Abstracts access to the metadata catalog. Resolves entity URNs, retrieves descriptions, tags, glossary terms, lineage, and quality signals. DataHub is the default implementation.

QueryProvider

Abstracts access to the query engine. Exposes schema information, table availability, and connection routing. Trino is the default implementation.

StorageProvider

Abstracts access to object storage. Manages bucket listing, object retrieval, presigned URLs, and prefix-level access control. S3 is the default implementation.

Security

Fail-Closed by Default

Missing or invalid credentials deny access. No persona assigned means zero tool access. Default-deny posture with explicit allow rules.

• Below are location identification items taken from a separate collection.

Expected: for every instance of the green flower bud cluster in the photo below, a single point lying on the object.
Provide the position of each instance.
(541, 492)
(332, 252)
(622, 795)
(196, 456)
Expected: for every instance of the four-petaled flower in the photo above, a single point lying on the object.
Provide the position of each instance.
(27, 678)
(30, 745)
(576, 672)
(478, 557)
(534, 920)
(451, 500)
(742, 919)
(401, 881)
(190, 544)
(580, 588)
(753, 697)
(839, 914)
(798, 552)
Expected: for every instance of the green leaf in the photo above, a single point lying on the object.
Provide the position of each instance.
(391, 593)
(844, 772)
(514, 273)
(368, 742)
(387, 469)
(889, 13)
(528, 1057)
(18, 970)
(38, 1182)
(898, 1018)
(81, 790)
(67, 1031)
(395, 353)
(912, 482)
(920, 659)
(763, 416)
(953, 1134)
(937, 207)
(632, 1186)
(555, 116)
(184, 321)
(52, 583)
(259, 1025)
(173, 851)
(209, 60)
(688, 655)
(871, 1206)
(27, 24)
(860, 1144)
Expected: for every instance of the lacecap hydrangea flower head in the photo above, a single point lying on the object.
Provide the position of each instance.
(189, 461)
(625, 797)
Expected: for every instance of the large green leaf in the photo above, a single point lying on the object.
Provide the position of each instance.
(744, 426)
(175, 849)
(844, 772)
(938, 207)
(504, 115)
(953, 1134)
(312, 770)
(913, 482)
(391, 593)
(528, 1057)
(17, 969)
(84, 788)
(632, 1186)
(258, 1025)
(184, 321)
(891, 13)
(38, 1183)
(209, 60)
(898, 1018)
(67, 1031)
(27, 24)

Authentication supports OIDC with required JWT claims, OAuth 2.1 with PKCE and Dynamic Client Registration, and API key management for service accounts.

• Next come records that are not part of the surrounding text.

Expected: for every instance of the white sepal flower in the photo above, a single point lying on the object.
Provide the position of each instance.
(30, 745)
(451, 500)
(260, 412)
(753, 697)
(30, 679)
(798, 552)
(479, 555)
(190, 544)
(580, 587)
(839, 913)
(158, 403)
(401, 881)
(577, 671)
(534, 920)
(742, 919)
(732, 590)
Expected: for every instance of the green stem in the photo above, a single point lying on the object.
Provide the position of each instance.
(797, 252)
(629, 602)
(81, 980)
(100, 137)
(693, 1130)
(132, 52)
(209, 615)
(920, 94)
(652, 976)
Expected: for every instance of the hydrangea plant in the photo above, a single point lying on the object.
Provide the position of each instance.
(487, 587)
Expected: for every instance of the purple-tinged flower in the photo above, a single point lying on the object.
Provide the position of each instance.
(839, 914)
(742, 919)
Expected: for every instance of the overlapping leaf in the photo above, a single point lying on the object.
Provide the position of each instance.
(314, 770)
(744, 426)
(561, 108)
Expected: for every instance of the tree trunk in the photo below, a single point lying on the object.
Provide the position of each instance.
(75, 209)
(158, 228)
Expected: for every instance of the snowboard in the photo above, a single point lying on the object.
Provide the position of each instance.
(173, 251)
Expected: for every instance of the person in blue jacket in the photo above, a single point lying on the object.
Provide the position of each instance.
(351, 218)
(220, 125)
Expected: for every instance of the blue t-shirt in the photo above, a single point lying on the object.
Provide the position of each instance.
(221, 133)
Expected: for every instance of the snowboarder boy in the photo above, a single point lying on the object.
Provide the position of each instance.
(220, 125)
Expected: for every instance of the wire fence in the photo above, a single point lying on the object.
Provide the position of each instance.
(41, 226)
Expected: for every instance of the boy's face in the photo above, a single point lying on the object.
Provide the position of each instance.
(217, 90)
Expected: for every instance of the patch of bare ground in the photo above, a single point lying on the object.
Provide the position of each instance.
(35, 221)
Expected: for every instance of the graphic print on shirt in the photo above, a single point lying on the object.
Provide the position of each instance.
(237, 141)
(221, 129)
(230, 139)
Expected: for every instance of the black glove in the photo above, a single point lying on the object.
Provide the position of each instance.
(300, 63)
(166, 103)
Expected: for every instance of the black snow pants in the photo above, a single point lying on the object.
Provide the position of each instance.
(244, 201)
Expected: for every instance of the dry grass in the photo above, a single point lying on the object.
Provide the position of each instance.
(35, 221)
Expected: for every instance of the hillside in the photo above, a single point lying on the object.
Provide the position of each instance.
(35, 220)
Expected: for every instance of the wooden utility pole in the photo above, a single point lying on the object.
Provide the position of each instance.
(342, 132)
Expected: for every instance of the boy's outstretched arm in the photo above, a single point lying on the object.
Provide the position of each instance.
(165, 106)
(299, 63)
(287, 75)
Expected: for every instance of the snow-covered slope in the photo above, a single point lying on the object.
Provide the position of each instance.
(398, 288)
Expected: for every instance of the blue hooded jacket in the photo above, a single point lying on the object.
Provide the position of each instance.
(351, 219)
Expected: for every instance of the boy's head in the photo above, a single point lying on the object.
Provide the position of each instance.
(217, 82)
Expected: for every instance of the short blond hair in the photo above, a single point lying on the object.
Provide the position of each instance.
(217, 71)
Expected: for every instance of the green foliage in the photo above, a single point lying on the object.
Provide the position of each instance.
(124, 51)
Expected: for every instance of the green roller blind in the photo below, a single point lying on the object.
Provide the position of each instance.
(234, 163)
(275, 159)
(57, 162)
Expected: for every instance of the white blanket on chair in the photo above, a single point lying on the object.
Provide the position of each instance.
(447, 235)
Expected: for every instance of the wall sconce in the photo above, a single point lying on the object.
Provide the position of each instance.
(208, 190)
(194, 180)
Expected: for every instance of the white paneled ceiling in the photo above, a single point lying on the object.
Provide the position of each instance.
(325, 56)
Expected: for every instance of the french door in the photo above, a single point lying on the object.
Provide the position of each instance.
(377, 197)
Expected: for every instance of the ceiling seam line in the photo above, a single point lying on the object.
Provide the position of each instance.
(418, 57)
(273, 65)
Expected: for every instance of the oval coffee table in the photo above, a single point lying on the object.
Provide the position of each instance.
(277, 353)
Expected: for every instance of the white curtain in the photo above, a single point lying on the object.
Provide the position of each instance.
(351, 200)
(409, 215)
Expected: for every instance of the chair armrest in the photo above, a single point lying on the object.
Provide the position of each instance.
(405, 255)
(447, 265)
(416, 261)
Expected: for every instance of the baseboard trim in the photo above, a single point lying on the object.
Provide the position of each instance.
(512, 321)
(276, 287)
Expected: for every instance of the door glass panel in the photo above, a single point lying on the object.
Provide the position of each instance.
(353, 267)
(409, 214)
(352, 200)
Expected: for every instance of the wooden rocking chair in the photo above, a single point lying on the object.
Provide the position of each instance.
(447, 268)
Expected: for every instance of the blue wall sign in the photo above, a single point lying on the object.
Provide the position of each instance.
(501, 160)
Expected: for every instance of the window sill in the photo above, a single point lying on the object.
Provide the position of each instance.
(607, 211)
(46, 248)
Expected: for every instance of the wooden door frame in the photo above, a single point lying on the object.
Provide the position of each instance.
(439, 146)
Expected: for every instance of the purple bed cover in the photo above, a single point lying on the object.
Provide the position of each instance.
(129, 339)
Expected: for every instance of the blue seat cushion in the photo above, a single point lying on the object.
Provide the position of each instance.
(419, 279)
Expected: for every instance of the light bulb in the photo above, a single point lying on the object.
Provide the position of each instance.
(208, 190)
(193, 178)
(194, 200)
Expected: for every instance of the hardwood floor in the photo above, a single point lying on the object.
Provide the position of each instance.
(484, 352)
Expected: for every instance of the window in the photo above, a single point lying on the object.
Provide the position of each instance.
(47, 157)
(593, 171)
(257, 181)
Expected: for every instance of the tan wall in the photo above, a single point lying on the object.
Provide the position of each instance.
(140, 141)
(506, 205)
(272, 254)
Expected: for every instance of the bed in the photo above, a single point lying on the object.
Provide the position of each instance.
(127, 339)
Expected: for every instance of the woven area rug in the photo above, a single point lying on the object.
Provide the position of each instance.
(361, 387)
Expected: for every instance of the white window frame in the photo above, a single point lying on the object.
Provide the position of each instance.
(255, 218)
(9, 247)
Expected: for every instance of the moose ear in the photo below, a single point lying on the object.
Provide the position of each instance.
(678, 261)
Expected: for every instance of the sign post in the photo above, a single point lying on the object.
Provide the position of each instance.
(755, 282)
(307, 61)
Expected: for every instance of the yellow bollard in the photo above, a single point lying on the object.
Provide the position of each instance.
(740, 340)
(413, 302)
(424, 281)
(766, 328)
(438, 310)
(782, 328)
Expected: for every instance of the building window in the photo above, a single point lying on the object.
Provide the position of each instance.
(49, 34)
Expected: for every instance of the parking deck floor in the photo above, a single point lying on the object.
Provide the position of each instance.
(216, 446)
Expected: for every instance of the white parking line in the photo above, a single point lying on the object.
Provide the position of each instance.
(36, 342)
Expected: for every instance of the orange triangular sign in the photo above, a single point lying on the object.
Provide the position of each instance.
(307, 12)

Persona-based authorization maps IdP roles to tool allow and deny patterns with wildcard support. Each tool call is logged with user identity, persona, connection, duration, and outcome.

Supply chain security includes SLSA Level 3 provenance, static analysis with Semgrep and CodeQL, race condition detection, and OpenSSF Scorecard tracking.

Common questions

Architecture FAQ

Plexara composes eight layers between the AI client and your data: MCP transport, authentication and authorization, persona resolution, tool visibility filtering, semantic enrichment, query execution (Trino), metadata catalog (DataHub), and object storage (S3). Each layer is a provider abstraction, so the default implementations are swappable.

Every unauthenticated request, unmapped persona, undefined tool, or unknown data source is rejected by default. There is no anonymous mode, no permissive fallback, no bypass. AI agents only see and call what is explicitly allowed for the authenticated identity behind them.

The Model Context Protocol from Anthropic for the AI-facing surface. Apache Trino for federated SQL across data sources. DataHub for the semantic catalog. S3 for asset storage. None of these are proprietary to Plexara; the platform is the integration and governance work above them.

Trino routes a single SQL query across multiple physical data sources (PostgreSQL, Snowflake, Iceberg, S3, Kafka, and 30+ others) and assembles the result. Agents write standard SQL without knowing where data physically lives. The federation layer handles connector-specific quirks, query optimization, and result composition.

Every tool call is logged with the user identity, the persona under which the call was made, the resolved connection, the tool name, the arguments, and the truncated result. The audit stream is queryable in the portal and exportable to your SIEM. Persona filtering is enforced before the call, not after, so denied calls also appear in the log.